After a `(` we expect a `)`,
but possibly very long afterwards,
[e.g. in the definition of `pl.Trainer.__init__`](https://pytorch-lightning.readthedocs.io/en/stable/_modules/pytorch_lightning/trainer/trainer.html#Trainer.__init__),
and similarly we expect a `]` at some point after a `[`.

For translation variance, consider
that we interpret `*` not by
comparing it to its neighbors
but by looking at `a` and `b`.
We mix knowledge learned through experience
with new facts learned while reading --
also known as _in-context learning_.

In a longer text,
[e.g. the one you are reading now](./lab03_transformers.ipynb),
the translation variance of text is clearer.
Every lab notebook begins with the same header,
setting up the environment,
but that header never appears elsewhere in the notebook.
Later positions need to be processed in terms of the previous entries.
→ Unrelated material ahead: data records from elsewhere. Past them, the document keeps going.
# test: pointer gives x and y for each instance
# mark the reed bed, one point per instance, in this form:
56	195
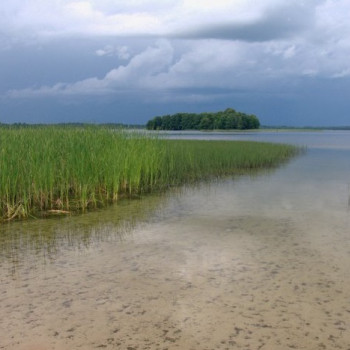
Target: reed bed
64	169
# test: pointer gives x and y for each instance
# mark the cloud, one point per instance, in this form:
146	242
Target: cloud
275	22
273	45
220	19
135	75
122	52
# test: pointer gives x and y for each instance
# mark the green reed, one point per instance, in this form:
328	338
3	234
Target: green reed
62	169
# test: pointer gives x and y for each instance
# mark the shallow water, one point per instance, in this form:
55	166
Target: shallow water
257	262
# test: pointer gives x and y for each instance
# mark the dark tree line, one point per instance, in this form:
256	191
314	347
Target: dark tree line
228	119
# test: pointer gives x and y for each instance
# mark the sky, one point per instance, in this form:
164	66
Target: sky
117	61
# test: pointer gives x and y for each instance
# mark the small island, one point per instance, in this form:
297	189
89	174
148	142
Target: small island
223	120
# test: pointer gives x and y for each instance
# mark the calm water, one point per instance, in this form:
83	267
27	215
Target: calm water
253	262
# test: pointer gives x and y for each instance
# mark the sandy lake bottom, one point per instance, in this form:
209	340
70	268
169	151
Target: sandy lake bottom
249	263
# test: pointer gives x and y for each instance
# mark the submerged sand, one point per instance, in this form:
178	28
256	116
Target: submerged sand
193	281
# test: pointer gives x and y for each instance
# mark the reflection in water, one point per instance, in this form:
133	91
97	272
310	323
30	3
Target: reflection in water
251	263
43	240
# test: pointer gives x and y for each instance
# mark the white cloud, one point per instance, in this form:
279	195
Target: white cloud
315	41
122	52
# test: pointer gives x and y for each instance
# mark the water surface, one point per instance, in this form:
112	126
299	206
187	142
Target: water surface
251	262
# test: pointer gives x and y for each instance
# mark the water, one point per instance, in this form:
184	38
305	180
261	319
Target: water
252	262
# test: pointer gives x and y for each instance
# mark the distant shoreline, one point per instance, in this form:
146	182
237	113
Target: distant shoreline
141	126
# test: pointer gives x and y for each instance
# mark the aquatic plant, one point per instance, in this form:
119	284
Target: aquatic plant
52	169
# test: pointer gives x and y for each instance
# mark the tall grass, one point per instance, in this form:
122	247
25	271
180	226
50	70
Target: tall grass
60	169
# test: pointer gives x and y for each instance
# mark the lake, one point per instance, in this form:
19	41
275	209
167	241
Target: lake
244	262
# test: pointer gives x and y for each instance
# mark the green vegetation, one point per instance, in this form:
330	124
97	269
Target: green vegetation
225	120
59	169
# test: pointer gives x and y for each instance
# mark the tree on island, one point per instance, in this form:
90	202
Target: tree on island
224	120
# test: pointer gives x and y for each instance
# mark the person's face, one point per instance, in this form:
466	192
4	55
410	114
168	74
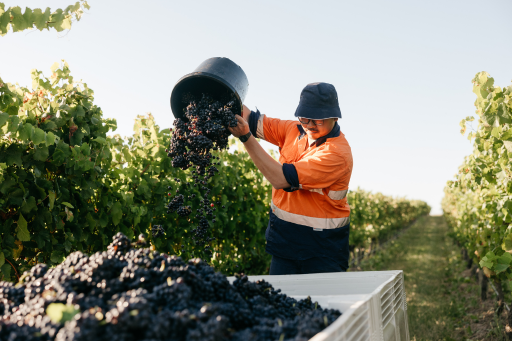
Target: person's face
315	131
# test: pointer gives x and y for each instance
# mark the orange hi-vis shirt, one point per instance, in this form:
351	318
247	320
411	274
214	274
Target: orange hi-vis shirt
323	168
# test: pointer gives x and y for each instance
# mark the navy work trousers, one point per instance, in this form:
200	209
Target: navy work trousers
283	266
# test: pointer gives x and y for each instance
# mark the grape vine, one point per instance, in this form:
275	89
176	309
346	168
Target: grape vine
60	19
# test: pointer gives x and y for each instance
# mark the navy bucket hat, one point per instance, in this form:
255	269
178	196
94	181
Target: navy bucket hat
318	101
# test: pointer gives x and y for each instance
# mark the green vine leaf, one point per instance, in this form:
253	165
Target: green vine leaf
22	231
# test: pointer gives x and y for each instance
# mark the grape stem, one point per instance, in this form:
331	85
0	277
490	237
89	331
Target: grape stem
15	271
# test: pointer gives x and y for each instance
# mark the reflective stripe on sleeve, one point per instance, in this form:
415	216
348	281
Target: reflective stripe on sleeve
259	131
337	195
316	223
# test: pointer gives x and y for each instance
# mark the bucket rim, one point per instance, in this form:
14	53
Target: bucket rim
202	74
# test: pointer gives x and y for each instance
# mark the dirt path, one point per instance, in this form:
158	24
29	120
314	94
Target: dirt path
443	303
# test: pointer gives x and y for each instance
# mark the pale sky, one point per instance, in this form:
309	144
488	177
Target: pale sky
402	69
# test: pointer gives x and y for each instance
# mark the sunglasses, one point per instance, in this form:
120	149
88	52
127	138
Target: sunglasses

Unlike an image, we cannot simply rotate or translate our "camera"
and get a new valid text.
[Rare is the book](https://en.wikipedia.org/wiki/Dictionary_of_the_Khazars)
that can be read without regard to position.

The field of formal language theory,
which has deep mutual influence with computer science,
gives one way of explaining the issues with convolutional networks:
they can only understand languages with _finite contexts_,
where all the information can be found within a finite window.

The immediate solution, drawing from the connections to computer science, is
[recursion](https://www.google.com/search?q=recursion).
A network whose output on the final entry of the sequence is a recursive function
of all the previous entries can build up knowledge
as it reads the sequence and treat early entries quite differently than it does late ones.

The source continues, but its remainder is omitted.